A week ago, I attended Ian Watt‘s workshop on Wikidata at the Scottish Open Data Unconference 2020. It was an interesting session and it got me thinking about how we might upload some our datasets of interest (e.g. amounts of waste generated & recycled per Scottish council area, ‘carbon impact’ figures) into Wikidata. Would having such datasets in Wikidata, be useful?
There is interest in “per council area” and “per citizen“ waste data so I thought that I’d start by uploading into Wikidata, a dataset that describes the populations per Scottish council area per year (source: the Population Estimates data cube at statistics.gov.scot).

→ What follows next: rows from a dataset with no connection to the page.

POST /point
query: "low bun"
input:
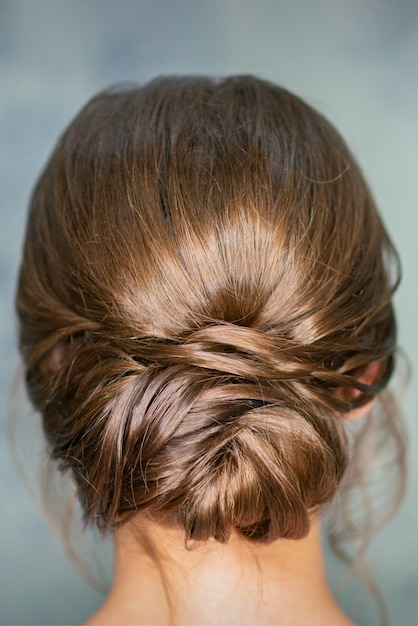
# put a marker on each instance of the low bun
(195, 442)
(205, 281)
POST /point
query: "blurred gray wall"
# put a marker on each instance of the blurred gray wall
(356, 60)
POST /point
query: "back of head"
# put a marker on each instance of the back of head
(205, 281)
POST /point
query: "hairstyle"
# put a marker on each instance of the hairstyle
(205, 281)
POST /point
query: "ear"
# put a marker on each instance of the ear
(369, 377)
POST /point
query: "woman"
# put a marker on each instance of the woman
(204, 303)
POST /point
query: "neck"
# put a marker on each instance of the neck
(158, 580)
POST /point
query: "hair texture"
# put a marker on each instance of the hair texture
(205, 282)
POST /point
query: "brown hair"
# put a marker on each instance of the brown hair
(205, 280)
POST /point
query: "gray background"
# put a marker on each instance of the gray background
(357, 60)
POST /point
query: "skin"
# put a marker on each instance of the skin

This executable notebook steps through the nitty-gritty of doing that. SPARQL is used to pull data from both Wikidata and statistics.gov.scot; the data is compared and the QuickStatements tool is used to help automate the creation and modification of Wikidata records. 2232 edits were executed against Wikidata through QuickStatements (taking about 30 mins). Unfortunately QuickStatements does not yet support a means to set the
rank of a statement so I had to individually edit the 32 council area pages to mark, in each, its 2019 population value as the
Preferred rank population value …indicating that it is the most up-to-date population value.
But, is having this dataset in Wikidata useful?
The uploaded dataset can be pulled (de-referenced) into Wikipedia articles quite easily. As an example, I edited the Wikipedia article Council areas of Scotland to insert into its main table, the new column “Number of people (latest estimate)” whose values are pulled (each time the page is rendered) directly from the data that I uploaded into Wikidata:
Visualisations based on the upload dataset can be embedded into web pages quite easily. Here’s an example that fetches our dataset from Wikidata and renders it as a line graph, when this web page is loaded into your web browser:
Concerns, next steps, alternative approaches.
Interestingly, there is some discussion about the pros & cons of inserting Wikidata values into Wikipedia articles. The main argument against is the immaturity of Wikidata’s structure: therefore a concern about the durability of the references into its data structure. The counter point is that early use & evolution might be the best path to maturity.
The case study for our Data Commons Scotland project, is open data about waste in Scotland. So a next step for the project might be to upload into Wikidata, datasets that describe the amounts of household waste generated & recycled, and ‘carbon impact’ figures. These could also be linked to council areas – as we have done for the population dataset – to support per council area/per citizen statistics and visualisations. Appropriate properties do not yet exist in Wikidata for the description of such data about waste, so new ones would need to be ratified by the Wikidata community.
Should such datasets actually be uploaded into Wikidata?…These are small datasets and they seem to fit well enough into Wikidata’s knowledge graph. Uploading them into Wikidata may make them easier to access, de-silo the data and help enrich Wikidata’s knowledge graph. But then, of course, there is the keeping it up-to-date issue to solve. Alternatively, those datasets could be pulled dynamically and directly from statistics.gov.scot into Wikipedia articles with the help of some new MediaWiki extensions.
One thought on “The usefulness of putting datasets into Wikidata?”
Some follow-on work in this executable notebook, explores adding a CO2e dataset into Wikidata, and then making use of both the uploaded population and CO2e datasets to generate a chart showing, for household waste, the tonnes of CO2e generated per citizen per year per Scottish council area.